Memcheck: mc_leakcheck.c:1128 (void lc_scan_memory(Addr, SizeT, Bool, Int, Int, Addr, SizeT)): Assertion 'bad_scanned_addr >= VG_ROUNDUP(start, sizeof(Addr))' failed.

host stacktrace:
==33824==    at 0x258059519: ???
==33824==    by 0x25805988F: ???
==33824==    by 0x258059864: ???
==33824==    by 0x258003445: ???
==33824==    by 0x258002C64: ???
==33824==    by 0x2580014F2: ???
==33824==    by 0x258016EA0: ???
==33824==    by 0x25815AAA3: ???
==33824==    by 0x258126427: ???

sched status:
  running_tid=1

It would be a big help to get the host stacktraces.
Comment 1 Paul Floyd 2025-11-26 05:54:46 UTC 
Host stack traces are now working.
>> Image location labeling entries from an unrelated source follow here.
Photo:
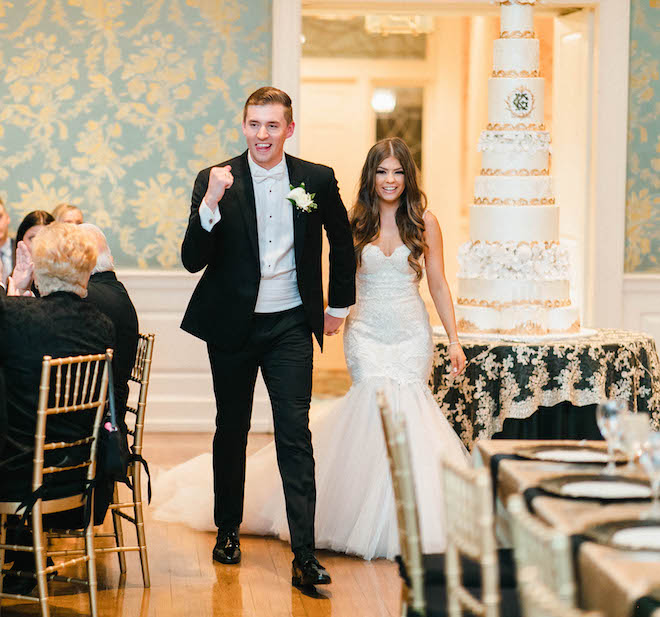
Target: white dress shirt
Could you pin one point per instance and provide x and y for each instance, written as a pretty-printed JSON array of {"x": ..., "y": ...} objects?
[{"x": 278, "y": 289}]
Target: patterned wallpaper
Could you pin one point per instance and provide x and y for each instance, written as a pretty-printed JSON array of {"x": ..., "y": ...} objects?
[
  {"x": 643, "y": 188},
  {"x": 114, "y": 105}
]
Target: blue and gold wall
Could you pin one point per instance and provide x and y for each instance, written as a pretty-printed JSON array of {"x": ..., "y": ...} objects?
[
  {"x": 643, "y": 186},
  {"x": 114, "y": 105}
]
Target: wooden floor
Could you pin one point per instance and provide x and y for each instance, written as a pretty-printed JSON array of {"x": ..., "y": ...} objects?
[{"x": 185, "y": 582}]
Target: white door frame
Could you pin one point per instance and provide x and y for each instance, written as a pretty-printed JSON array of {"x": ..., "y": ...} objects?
[{"x": 606, "y": 236}]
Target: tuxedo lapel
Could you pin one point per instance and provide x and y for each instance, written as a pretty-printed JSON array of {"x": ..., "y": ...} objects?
[
  {"x": 245, "y": 192},
  {"x": 296, "y": 178}
]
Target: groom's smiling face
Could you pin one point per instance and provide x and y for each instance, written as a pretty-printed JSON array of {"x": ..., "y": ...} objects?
[{"x": 265, "y": 129}]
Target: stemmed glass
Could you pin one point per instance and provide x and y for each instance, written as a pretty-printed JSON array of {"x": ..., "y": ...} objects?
[
  {"x": 635, "y": 428},
  {"x": 650, "y": 460},
  {"x": 608, "y": 418}
]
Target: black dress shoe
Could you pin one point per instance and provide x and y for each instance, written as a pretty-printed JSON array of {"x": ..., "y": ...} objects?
[
  {"x": 19, "y": 585},
  {"x": 227, "y": 547},
  {"x": 308, "y": 571}
]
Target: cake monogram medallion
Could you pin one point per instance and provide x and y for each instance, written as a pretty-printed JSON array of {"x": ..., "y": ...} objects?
[{"x": 520, "y": 102}]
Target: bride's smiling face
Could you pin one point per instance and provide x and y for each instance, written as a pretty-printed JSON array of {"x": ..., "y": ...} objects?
[{"x": 390, "y": 180}]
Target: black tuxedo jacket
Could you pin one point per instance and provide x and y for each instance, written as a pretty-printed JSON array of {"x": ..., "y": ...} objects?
[
  {"x": 222, "y": 305},
  {"x": 109, "y": 295},
  {"x": 59, "y": 325}
]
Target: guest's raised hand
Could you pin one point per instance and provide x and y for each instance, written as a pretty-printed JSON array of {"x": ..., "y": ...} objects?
[
  {"x": 220, "y": 179},
  {"x": 458, "y": 361},
  {"x": 23, "y": 270}
]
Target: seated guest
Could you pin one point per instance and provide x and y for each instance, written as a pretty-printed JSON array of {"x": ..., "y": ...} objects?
[
  {"x": 6, "y": 245},
  {"x": 21, "y": 278},
  {"x": 68, "y": 213},
  {"x": 107, "y": 294},
  {"x": 58, "y": 324}
]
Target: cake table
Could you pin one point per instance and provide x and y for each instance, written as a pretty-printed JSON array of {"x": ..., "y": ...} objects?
[{"x": 545, "y": 388}]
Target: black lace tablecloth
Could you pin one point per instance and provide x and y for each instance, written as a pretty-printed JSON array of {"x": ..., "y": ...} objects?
[{"x": 513, "y": 378}]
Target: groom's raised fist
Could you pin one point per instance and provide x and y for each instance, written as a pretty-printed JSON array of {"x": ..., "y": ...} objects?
[{"x": 220, "y": 179}]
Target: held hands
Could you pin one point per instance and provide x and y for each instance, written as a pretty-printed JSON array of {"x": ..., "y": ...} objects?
[
  {"x": 331, "y": 324},
  {"x": 220, "y": 179},
  {"x": 457, "y": 358}
]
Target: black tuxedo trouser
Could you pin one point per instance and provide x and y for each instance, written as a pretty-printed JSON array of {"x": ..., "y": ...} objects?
[{"x": 281, "y": 345}]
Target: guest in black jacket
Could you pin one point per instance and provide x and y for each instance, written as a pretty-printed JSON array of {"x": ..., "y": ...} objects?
[
  {"x": 58, "y": 324},
  {"x": 109, "y": 295}
]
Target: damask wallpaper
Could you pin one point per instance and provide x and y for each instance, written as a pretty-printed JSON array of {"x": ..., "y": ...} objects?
[
  {"x": 643, "y": 187},
  {"x": 114, "y": 105}
]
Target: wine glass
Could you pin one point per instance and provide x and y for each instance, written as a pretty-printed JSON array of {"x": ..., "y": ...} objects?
[
  {"x": 608, "y": 418},
  {"x": 635, "y": 428},
  {"x": 650, "y": 460}
]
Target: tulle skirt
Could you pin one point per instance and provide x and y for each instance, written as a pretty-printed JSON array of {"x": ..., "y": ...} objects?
[{"x": 355, "y": 510}]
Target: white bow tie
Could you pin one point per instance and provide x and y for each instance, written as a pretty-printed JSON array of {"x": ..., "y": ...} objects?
[{"x": 260, "y": 174}]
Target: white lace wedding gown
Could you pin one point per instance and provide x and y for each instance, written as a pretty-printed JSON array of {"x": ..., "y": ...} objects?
[{"x": 388, "y": 345}]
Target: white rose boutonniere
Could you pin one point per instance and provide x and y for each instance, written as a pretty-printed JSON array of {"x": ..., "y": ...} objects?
[{"x": 301, "y": 199}]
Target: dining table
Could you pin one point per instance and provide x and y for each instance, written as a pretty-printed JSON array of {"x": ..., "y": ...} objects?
[
  {"x": 521, "y": 387},
  {"x": 617, "y": 582}
]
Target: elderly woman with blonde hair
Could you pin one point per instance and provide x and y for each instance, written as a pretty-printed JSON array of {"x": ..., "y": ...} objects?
[{"x": 58, "y": 324}]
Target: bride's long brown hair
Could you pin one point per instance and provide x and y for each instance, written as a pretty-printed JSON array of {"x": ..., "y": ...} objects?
[{"x": 365, "y": 214}]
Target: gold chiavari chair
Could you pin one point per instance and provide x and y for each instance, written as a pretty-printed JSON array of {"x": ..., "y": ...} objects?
[
  {"x": 469, "y": 518},
  {"x": 80, "y": 387},
  {"x": 538, "y": 600},
  {"x": 546, "y": 549},
  {"x": 412, "y": 594},
  {"x": 140, "y": 375}
]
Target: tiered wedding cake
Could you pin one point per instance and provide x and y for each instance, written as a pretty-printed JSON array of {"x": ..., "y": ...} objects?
[{"x": 513, "y": 276}]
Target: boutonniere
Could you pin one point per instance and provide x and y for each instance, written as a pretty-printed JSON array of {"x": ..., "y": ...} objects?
[{"x": 301, "y": 199}]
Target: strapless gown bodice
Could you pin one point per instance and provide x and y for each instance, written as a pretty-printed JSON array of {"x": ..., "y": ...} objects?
[{"x": 388, "y": 333}]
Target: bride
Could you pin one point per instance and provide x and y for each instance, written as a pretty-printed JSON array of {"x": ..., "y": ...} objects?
[{"x": 388, "y": 345}]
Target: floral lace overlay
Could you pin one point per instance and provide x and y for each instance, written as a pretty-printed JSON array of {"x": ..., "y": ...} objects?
[
  {"x": 506, "y": 379},
  {"x": 388, "y": 332}
]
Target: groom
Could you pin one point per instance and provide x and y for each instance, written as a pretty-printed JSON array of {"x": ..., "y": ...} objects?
[{"x": 258, "y": 304}]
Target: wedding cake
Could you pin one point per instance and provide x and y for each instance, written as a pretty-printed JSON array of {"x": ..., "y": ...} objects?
[{"x": 513, "y": 275}]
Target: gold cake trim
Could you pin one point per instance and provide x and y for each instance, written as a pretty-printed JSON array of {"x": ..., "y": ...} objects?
[
  {"x": 496, "y": 201},
  {"x": 546, "y": 243},
  {"x": 488, "y": 171},
  {"x": 500, "y": 73},
  {"x": 501, "y": 305},
  {"x": 517, "y": 34},
  {"x": 515, "y": 127},
  {"x": 529, "y": 327}
]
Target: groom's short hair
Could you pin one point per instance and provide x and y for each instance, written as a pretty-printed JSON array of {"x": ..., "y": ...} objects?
[{"x": 270, "y": 96}]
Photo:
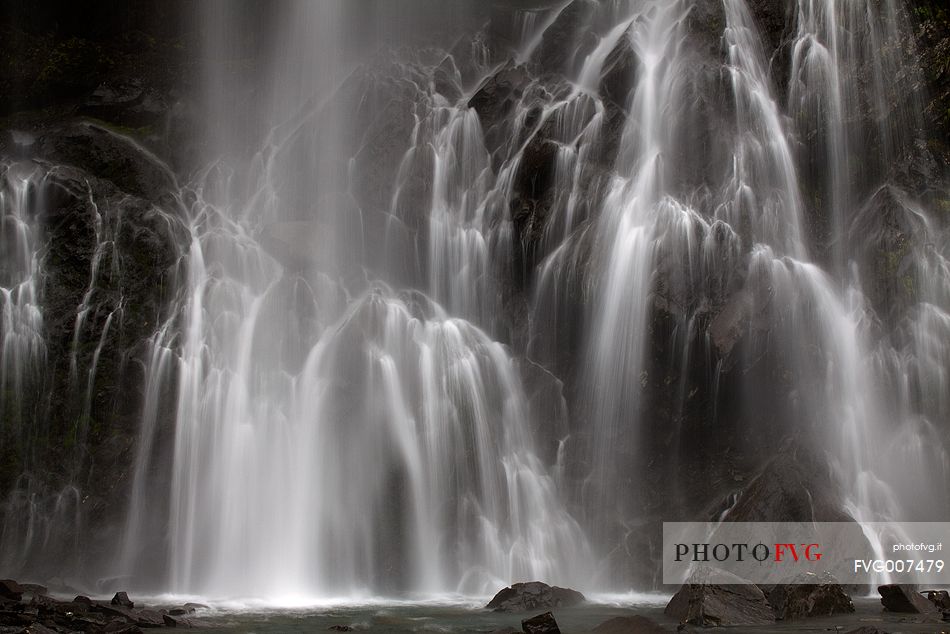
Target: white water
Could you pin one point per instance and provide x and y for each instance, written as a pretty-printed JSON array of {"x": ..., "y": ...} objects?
[{"x": 348, "y": 384}]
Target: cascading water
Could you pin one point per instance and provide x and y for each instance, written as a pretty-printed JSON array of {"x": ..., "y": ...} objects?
[{"x": 451, "y": 311}]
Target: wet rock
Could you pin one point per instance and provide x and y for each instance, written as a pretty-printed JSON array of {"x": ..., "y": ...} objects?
[
  {"x": 37, "y": 628},
  {"x": 122, "y": 598},
  {"x": 629, "y": 625},
  {"x": 497, "y": 96},
  {"x": 175, "y": 621},
  {"x": 904, "y": 598},
  {"x": 730, "y": 324},
  {"x": 15, "y": 618},
  {"x": 567, "y": 38},
  {"x": 521, "y": 597},
  {"x": 10, "y": 589},
  {"x": 699, "y": 602},
  {"x": 127, "y": 102},
  {"x": 940, "y": 598},
  {"x": 793, "y": 487},
  {"x": 119, "y": 626},
  {"x": 619, "y": 71},
  {"x": 108, "y": 154},
  {"x": 810, "y": 595},
  {"x": 34, "y": 588},
  {"x": 540, "y": 624}
]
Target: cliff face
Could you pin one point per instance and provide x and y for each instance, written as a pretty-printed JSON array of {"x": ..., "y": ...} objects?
[{"x": 102, "y": 107}]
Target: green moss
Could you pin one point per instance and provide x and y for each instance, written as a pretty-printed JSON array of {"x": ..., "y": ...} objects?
[{"x": 128, "y": 131}]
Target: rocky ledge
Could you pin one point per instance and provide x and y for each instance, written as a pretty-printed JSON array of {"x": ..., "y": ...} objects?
[
  {"x": 29, "y": 607},
  {"x": 534, "y": 595}
]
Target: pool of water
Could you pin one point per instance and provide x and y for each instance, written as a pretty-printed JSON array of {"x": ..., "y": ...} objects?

Will push soonish.
Comment 2 Paul Floyd 2025-11-26 07:59:24 UTC 
The main part of the problem is

==77391== Process terminating with default action of signal 11 (SIGSEGV)
==77391==  Access not within mapped region at address 0x70000639A41A
==77391==    at 0x1006754A3: _pthread_join_cleanup (in /usr/lib/system/libsystem_pthread.dylib)
==77391==    by 0x10067786F: _pthread_join (in /usr/lib/system/libsystem_pthread.dylib)
==77391==    by 0x100000BE5: main (thread_alloca.c:50)
==77391==  If you believe this happened as a result of a stack
==77391==  overflow in your program's main thread (unlikely but
==77391==  possible), you can try to increase the size of the
==77391==  main thread stack using the --main-stacksize= flag.
==77391==  The main thread stack size used in this run was 8388608.

The second issue

Memcheck: mc_leakcheck.c:1128 (void lc_scan_memory(Addr, SizeT, Bool, Int, Int, Addr, SizeT)): Assertion 'bad_scanned_addr >= VG_ROUNDUP(start, sizeof(Addr))' failed.

host stacktrace:
==77391==    at 0x258059CD9: ??? (m_libcassert.c:426)
==77391==    by 0x25805A04F: ??? (m_libcassert.c:497)
==77391==    by 0x25805A024: ??? (m_libcassert.c:564)
==77391==    by 0x258003C05: ??? (mc_leakcheck.c:1128)
==77391==    by 0x258003424: ??? (mc_leakcheck.c:2028)
==77391==    by 0x258001CB2: ??? (mc_leakcheck.c:2235)
==77391==    by 0x258017660: ??? (mc_main.c:8493)
==77391==    by 0x25815BE13: ??? (m_main.c:2316)
==77391==    by 0x258127774: ??? (syswrap-darwin.c:246)

My guesss is that fixing the first segfault will make the leak alignment assert go away.
Comment 3 Paul Floyd 2025-12-10 20:28:24 UTC 
It passes on 10.14. Since 10.13 is long obsolete I'll close this.